Le hall d’accueil s’est lui transformé en hébergement de fortune pour les malades guéris qui ne peuvent rejoindre leur domicile. Ils sont nourris et disposent de lits picots. « Entre 50 à 60 personnes sont là tous les jours, avec une vingtaine d’entrées et de sorties quotidiennes. » Parmi elles, des mamans avec leur nouveau-né. La semaine dernière, 60 bébés ont vu le jour au CHT.

 

UN POSTE MÉDICAL AVANCÉ
À L’ENTRÉE DE NOUMÉA

Christian Decanlers, médecin chef de la Sécurité civile, dans un box équipé pour prendre en charge les urgences absolues, c’est-à-dire les patients dans les états les plus graves. (© A.-C.P.)

Dès mardi 14 mai, les routes étant bloquées, un poste médical avancé (PMA) a été installé dans les locaux de l’ancien CHT Gaston-Bourret à l’entrée de la ville, « un site sécurisé », précise Christian Decanlers, médecin chef de la Sécurité civile.

La structure est organisée en « médecine de catastrophe », c’est-à-dire qu’elle peut prendre en charge un afflux massif de malades si besoin. La priorité est de parer aux « urgences absolues », comme les hémorragies ou les problèmes respiratoires. « L’objectif n’est pas de les soigner ici, ce n’est pas un hôpital, mais de les stabiliser afin qu’ils puissent être évacués le plus rapidement possible vers le Médipôle par voie aérienne », explique le Dr Christian Decanlers.

Depuis une semaine, le PMA a traité une cinquantaine de patients, dont quatre urgences absolues, trois policiers de la BAC blessés par balle et un malade du Camp-Est. Un décès est à déplorer, celui du « motard civil qui n’a pas vu une carcasse de voiture et s’est encastré dedans ».

SURTOUT DE LA MÉDECINE GÉNÉRALE

La médecine générale représente cependant la principale occupation. « Les pathologies courantes, les ruptures de traitement, etc. La majorité des gens ont pu retourner chez eux.
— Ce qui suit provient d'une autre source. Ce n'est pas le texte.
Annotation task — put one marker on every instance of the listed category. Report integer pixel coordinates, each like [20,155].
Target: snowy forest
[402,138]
On a, en revanche, envoyé au Médipôle une petite fille blessée qui avait reçu un projectile. » Dans le long couloir, également, une salle de naissance. « On accueille des futures mamans, trois enfants sont nés ici. » Des moments particulièrement émouvants. « La naissance c’est la vie, une lueur d’espoir. »

Chaque jour, deux médecins, trois infirmières et une équipe médicale de réanimation sont sur place. La Sécurité civile et le Samu sont secondés par des professionnels libéraux volontaires, des soignants de la Cafat et, depuis lundi, des pompiers de Paris.